Upon the Wings of an Eagle, is a historical novel where a sudden attack by ruthless Cossacks leaves the fictitious village of Krevietsky in shambles. Faigel Friedman, heartbroken and alone, must build her life anew, as she makes one difficult decision after another cutting ties with those closest to her, choosing between two children forging on despite her pain. In this compelling tale, author Chaya Diane Hager takes readers on a fascinating journey spanning cultures and continents—from a close-knit Russian shtetl and frigid Siberian labor camp to the pushcarts and packed streets of New York’s Lower East Side; from the horse-drawn carriages of Buenos Aires and vast green plains of the Pampas to fledgling Eretz Yisrael under Turkish and British rule.
He looked at Mordechai and sighed. “When they arrived at the last railway station, called Palacios, it was the greatest disappointment ever.”

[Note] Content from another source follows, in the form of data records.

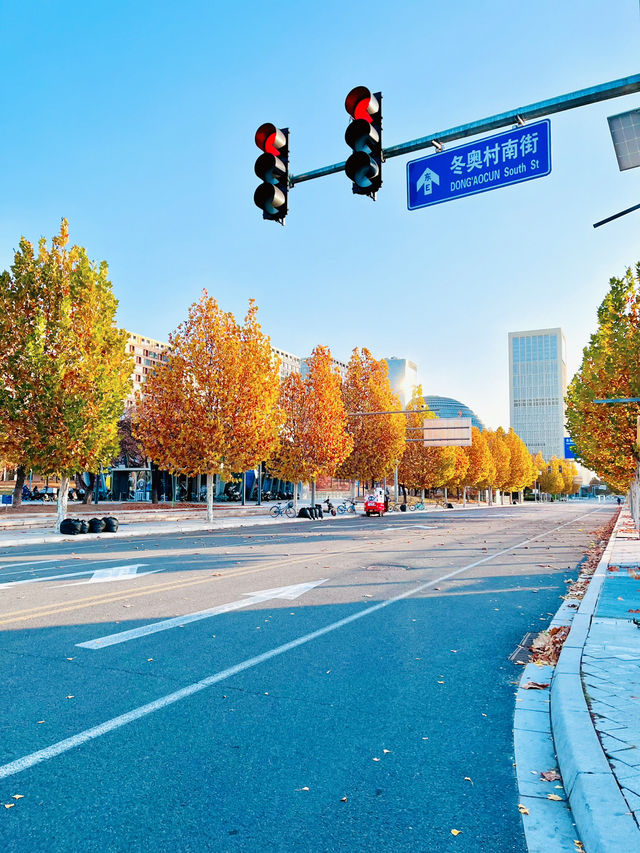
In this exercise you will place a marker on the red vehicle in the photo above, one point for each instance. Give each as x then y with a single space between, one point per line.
375 504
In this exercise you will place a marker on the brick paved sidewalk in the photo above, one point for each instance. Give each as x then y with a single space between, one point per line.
611 663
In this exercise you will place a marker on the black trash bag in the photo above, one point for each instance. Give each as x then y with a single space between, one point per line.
71 526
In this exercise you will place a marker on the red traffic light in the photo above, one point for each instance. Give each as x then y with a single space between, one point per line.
272 168
270 138
364 137
361 104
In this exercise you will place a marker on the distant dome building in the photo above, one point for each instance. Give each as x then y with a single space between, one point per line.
447 407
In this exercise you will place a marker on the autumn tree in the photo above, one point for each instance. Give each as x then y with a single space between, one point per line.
211 406
314 439
462 462
64 372
605 436
424 467
481 468
378 440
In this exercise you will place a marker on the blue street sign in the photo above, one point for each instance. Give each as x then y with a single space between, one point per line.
496 161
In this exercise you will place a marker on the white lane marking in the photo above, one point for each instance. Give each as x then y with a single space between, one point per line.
116 573
287 592
30 563
133 566
65 745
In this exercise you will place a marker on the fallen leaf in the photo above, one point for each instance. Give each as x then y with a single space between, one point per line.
551 775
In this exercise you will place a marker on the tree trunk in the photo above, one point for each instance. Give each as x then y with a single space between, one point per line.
88 490
155 482
210 490
17 491
63 496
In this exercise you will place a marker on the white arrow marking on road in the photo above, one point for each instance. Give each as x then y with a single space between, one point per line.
117 572
426 180
287 592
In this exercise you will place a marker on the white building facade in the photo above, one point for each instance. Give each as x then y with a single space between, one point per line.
537 388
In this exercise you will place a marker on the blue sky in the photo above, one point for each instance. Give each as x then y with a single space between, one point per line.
136 122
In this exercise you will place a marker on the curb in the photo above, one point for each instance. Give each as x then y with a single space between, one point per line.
600 812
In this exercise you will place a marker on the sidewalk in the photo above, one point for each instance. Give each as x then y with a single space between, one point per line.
587 724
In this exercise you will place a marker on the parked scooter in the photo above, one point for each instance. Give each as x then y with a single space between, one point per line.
330 507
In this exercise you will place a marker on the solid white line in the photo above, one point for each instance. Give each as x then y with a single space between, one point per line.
48 752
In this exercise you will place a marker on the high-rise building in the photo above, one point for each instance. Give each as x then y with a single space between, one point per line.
403 377
537 387
147 354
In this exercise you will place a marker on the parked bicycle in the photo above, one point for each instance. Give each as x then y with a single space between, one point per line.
278 510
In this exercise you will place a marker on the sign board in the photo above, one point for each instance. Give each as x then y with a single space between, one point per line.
510 157
447 432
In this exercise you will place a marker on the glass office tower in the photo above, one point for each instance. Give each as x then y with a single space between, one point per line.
537 387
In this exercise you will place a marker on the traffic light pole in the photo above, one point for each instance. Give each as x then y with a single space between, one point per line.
581 98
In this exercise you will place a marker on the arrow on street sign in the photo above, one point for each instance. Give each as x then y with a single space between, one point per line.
251 598
427 180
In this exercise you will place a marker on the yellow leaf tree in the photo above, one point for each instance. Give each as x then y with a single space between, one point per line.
378 440
313 440
211 407
481 469
64 372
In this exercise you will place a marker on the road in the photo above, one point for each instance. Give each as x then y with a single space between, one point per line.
340 685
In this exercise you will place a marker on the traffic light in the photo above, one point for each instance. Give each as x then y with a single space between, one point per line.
272 167
364 136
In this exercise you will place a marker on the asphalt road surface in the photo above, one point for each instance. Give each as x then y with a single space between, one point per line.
338 685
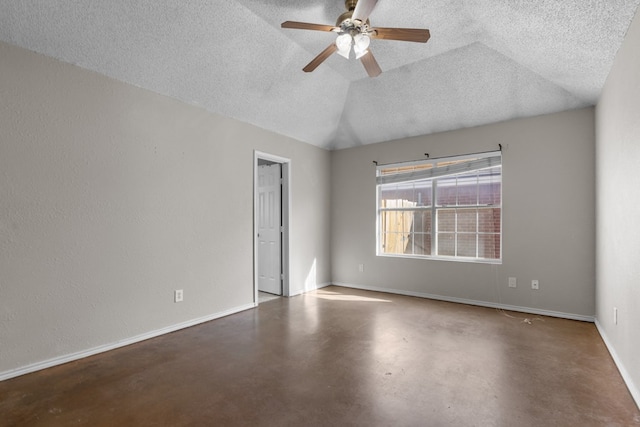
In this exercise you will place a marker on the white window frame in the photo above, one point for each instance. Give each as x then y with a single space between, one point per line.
476 162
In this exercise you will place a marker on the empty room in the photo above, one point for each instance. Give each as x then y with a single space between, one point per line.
358 212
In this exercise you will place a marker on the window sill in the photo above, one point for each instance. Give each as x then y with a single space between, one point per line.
441 258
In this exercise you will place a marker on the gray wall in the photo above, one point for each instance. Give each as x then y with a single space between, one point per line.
618 209
548 219
111 197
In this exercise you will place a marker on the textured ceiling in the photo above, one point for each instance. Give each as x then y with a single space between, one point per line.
487 61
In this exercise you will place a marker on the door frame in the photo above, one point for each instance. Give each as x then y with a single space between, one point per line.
286 219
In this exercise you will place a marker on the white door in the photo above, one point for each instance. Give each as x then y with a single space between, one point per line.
269 263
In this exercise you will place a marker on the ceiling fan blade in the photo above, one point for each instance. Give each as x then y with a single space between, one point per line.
363 9
307 26
403 34
320 58
371 65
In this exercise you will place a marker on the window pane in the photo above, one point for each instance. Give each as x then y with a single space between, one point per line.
490 181
422 221
395 227
467 245
446 244
446 191
466 220
489 220
446 220
423 193
489 246
468 189
420 243
394 243
406 194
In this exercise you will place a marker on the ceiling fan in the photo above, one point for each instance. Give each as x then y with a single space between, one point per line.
354 29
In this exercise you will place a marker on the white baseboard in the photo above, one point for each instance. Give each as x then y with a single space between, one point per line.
313 288
635 392
121 343
529 310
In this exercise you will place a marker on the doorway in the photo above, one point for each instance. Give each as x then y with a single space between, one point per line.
271 226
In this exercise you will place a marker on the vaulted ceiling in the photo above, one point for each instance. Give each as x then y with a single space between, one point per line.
487 61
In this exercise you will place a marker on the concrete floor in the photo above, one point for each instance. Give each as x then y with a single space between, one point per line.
340 357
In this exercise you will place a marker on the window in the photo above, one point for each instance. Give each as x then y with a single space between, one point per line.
447 208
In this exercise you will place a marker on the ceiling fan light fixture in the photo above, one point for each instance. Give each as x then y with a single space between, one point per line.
344 42
361 44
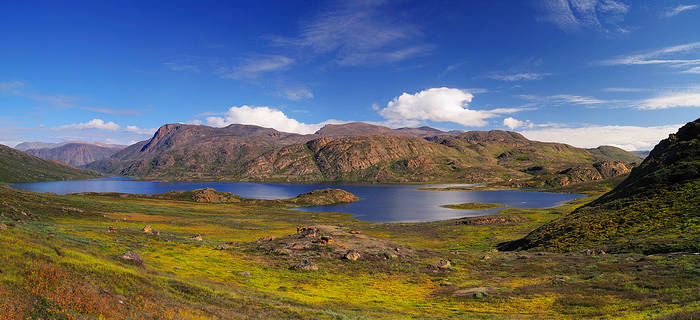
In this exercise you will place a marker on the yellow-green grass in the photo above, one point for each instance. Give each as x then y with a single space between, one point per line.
186 279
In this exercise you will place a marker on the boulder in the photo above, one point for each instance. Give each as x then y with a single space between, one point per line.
442 264
131 258
305 265
352 255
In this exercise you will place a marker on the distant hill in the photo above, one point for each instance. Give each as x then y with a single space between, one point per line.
18 166
655 209
24 146
76 154
360 152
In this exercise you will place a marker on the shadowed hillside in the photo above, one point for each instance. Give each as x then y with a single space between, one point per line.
656 209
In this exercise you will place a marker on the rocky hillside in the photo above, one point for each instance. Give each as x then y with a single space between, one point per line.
655 209
18 166
76 154
344 153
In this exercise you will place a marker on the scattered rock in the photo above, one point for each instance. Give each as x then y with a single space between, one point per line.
307 232
281 252
222 247
132 258
390 255
326 240
299 246
442 264
305 265
352 255
476 292
590 252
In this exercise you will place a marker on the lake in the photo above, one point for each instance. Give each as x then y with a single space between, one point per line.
380 203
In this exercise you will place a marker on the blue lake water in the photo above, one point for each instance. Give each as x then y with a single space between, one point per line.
380 203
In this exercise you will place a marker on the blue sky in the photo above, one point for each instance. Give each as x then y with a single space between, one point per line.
583 72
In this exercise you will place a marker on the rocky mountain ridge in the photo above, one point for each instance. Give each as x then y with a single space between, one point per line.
354 153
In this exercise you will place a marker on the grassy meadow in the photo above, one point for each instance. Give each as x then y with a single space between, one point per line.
60 260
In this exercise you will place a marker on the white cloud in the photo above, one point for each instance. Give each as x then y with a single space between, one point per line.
519 76
677 10
577 15
625 137
439 104
98 124
673 100
513 123
254 67
265 117
298 94
664 56
142 131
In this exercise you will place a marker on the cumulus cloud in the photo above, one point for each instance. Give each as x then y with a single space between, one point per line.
577 15
519 76
513 123
674 100
98 124
625 137
677 10
265 117
439 104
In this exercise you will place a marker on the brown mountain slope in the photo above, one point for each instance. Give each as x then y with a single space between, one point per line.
75 154
655 209
337 153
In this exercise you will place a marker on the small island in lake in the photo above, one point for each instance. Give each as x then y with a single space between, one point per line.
473 206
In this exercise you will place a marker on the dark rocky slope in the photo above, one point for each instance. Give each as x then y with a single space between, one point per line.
655 209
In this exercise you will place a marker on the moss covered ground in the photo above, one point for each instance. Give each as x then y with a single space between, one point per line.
60 261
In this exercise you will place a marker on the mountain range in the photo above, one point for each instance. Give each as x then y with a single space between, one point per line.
361 152
18 166
656 209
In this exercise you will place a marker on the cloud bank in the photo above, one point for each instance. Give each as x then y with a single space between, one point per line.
625 137
265 117
441 105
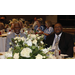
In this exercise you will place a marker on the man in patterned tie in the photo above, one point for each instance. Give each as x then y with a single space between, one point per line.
16 32
65 40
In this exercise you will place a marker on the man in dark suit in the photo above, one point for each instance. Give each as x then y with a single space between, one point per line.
66 42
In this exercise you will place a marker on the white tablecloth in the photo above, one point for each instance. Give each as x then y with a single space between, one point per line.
2 44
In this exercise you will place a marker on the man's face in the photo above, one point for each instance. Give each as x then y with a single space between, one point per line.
17 28
58 28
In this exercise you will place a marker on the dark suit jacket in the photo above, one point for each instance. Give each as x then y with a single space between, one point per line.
66 43
9 37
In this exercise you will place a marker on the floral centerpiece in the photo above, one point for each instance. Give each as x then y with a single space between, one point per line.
31 47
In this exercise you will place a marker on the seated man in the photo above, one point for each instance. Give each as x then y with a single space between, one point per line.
65 43
16 32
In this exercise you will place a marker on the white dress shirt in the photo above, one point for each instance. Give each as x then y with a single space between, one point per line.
53 45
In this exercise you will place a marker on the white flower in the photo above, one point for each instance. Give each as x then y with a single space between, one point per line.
16 56
10 49
34 42
29 42
10 43
26 52
23 39
50 48
17 45
37 35
38 38
42 42
45 50
15 41
8 54
33 36
39 56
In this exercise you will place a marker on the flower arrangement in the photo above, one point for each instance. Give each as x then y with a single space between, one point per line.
31 47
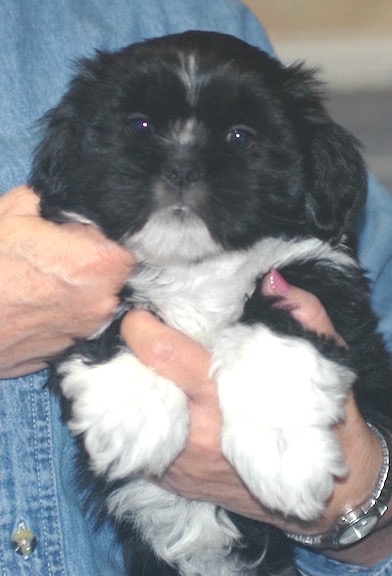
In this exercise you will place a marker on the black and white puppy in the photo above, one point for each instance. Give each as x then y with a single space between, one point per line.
213 163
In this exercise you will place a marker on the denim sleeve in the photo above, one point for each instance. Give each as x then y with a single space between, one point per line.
313 564
375 251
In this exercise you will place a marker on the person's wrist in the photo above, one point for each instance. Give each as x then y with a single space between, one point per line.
357 521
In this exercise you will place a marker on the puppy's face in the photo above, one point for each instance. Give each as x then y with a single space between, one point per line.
191 144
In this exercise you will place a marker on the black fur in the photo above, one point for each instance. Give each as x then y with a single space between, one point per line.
271 163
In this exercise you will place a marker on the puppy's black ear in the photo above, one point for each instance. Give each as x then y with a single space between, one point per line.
335 173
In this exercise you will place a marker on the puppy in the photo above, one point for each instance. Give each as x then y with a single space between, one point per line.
213 163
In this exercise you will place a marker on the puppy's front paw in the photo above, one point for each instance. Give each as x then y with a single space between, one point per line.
132 419
280 398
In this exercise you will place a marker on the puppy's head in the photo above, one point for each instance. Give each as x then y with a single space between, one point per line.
190 144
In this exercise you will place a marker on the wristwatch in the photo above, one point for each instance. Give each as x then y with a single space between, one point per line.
360 521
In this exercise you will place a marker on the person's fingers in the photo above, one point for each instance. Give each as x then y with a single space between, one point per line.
166 350
303 306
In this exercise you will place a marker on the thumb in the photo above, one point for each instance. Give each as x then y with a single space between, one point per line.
168 351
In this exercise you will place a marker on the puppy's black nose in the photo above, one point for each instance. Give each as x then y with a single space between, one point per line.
182 176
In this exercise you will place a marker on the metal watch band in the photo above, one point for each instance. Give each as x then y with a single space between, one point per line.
360 521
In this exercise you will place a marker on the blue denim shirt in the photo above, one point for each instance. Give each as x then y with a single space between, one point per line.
38 43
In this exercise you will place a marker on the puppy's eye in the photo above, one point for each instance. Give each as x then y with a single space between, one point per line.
140 125
241 136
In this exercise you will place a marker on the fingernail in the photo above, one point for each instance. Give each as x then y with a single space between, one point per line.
278 283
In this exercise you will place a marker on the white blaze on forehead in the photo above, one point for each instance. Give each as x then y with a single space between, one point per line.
189 76
183 132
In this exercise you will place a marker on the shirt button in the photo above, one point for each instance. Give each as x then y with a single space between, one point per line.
24 541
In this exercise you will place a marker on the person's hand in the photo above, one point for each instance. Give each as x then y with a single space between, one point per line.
201 472
58 282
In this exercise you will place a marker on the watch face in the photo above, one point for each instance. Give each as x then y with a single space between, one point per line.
359 529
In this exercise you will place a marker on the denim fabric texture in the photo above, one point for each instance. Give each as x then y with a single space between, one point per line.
39 41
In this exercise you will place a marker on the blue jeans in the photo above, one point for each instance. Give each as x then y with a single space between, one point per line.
38 43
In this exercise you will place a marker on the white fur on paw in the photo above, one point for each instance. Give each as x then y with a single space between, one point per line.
280 398
131 418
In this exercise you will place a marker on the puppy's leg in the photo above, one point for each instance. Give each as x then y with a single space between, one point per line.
131 419
280 399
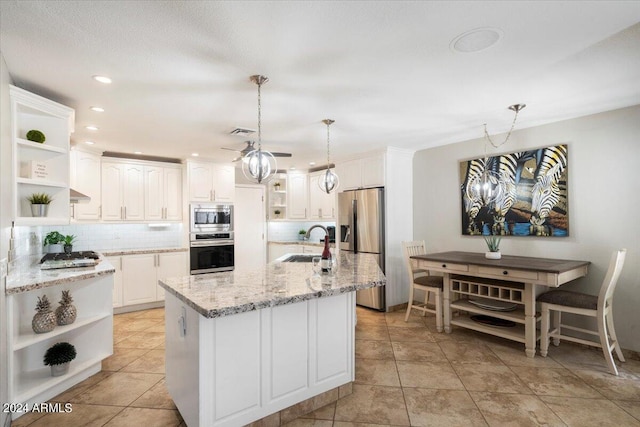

“Why? There were no horses? Was it the tools?”
“There was nothing.”
“What…what do you mean, nothing?”
“It was a wild field with just a few abandoned wagons lying scattered on the ground; no houses, no tools, no cows or horses. This was how they spent their first Rosh HaShanah and Yom Kippur in Argentina. Those first months were spent lying in wait next to the station, waiting for train passengers to throw them scraps of food from the windows. “Many pondered how in Russia, at least they had had roofs over their heads, homes with stoves and simmering soup, cows that gave milk and chickens that gave eggs. And they’d thought they were poor! They were, but they had not lived in total misery and abandonment as if they were animals scraping for morsels of food. To make matters worse, the cold, damp weather was beginning to take its toll.
Many were becoming ill and they had no way of stopping infections and diseases from spreading. This was how the typhus epidemic broke out, exacerbated by poor hygiene, taking the lives of those children.
“This broke not only their hearts; it broke their spirits, their willingness to survive. Everyone was in mourning, but not only for their loved ones. As they buried body after body, they buried their hopes and dreams for a better future. Before the children died, some thought they would be better off returning to Russia; others thought that perhaps they should leave and search for a place with more favorable conditions. But once the children died, they did not want to abandon their graves to the claws of oblivion. They would rebuild their torn lives on this accursed land, no matter how much they had to struggle.
“The cemetery was the foundation of the Jewish community and bound the immigrants to the land. The first soil the men plowed was for the graves of their children, who had perished because of negligence, egoism and lust for money. The first drops of water that nourished the wild and desolate land were the tears of broken mothers, clinging to the tin cans that covered the graves of their children; the tears of desperate fathers who had been unable to save the lives of their precious ones.
“Before they ever had the chance to build homes, they built the cemetery filled with old kerosene tins with Hebrew words inscribed on them.”